The Cleveland Clinic Incontinence Score and anal manometric readings were comparable at 6 weeks and 3 months after surgery.

20 years later, Franklin, the one who popularized the technique of NOSE, published his own series of 303 patients. 277 patients underwent transanal specimen extraction and 26 had transvaginal extraction [10]. While this represents the largest case series of NOSE in the literature so far, the number of patients was far less than expected. Indeed on average there were only 1.26 patients undergoing this procedure a month. This leads to the question: what is hampering the application of NOSE? Indeed NOSE has to be very selective. One obvious determining factor is tumor size. The usual limit was 5 to 6cm. For obese patients, they are more prone to wound complications and should benefit from NOSE. However, one may hesitate from applying NOSE in this group of patients, which increases the complexity to an already challenging operation. Other limiting factors for transvaginal extraction include gender, history of endometriosis and narrow vagina.

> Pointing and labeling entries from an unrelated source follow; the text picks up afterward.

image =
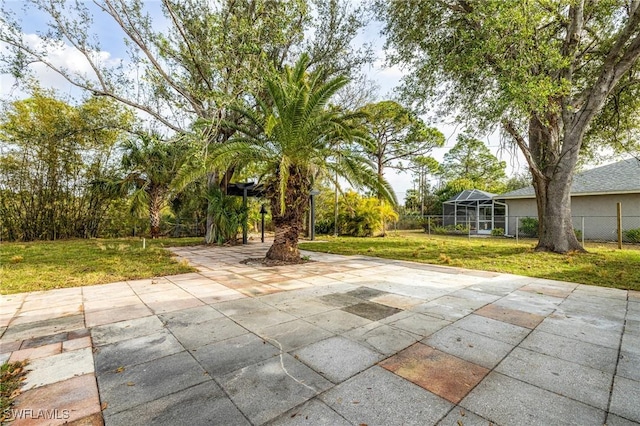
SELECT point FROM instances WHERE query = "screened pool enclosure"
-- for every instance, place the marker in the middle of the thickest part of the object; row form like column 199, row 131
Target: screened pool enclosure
column 476, row 210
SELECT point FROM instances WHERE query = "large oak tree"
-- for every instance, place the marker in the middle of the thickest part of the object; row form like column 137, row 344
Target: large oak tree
column 544, row 69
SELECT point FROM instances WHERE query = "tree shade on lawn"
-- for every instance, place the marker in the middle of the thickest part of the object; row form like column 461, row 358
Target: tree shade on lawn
column 293, row 137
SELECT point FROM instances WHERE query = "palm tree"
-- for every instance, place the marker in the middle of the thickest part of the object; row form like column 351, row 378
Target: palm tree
column 151, row 165
column 292, row 136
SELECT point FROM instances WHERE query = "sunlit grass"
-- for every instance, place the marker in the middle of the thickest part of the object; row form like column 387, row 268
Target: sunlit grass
column 603, row 265
column 47, row 265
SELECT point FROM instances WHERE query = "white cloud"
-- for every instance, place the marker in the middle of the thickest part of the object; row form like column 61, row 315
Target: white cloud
column 62, row 56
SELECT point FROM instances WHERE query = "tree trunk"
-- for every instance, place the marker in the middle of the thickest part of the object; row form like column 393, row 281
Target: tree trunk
column 289, row 222
column 555, row 157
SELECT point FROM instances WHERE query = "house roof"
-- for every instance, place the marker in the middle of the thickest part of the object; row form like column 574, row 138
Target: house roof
column 470, row 196
column 616, row 178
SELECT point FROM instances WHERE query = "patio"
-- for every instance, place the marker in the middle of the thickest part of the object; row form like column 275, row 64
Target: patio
column 341, row 340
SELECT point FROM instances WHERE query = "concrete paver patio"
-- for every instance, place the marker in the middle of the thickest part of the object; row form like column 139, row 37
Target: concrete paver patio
column 341, row 340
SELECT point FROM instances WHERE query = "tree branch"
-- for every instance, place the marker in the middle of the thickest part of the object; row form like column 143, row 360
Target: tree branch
column 510, row 128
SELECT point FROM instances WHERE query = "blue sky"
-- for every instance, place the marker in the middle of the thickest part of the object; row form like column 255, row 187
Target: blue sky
column 111, row 41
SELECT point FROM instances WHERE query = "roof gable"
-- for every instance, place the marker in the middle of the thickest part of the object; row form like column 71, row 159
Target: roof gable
column 623, row 176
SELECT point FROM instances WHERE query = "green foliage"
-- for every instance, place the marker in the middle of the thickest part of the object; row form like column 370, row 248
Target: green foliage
column 458, row 229
column 73, row 263
column 529, row 227
column 293, row 140
column 363, row 217
column 547, row 72
column 53, row 156
column 632, row 235
column 227, row 216
column 151, row 165
column 602, row 266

Yet we are seeing a surge in the amount of publications related to NOSE in recent years [11]: especially transanal extraction of specimen. This is largely a result of a novel technique: transanal total mesorectalexcision. This is a down-to-up rectal dissection approach popularized by Sylla [12], Zorron [13] and Lacy [14]. With this type of rectal mobilization, specimen would be retrieved by transanal pull-through, except bulky tumors. Awaiting more data on the short and long-term clinical outcomes of transanal total mesorectal excision, we expect to see an increase in NOSE application, in particular transanal specimen extraction in the coming future.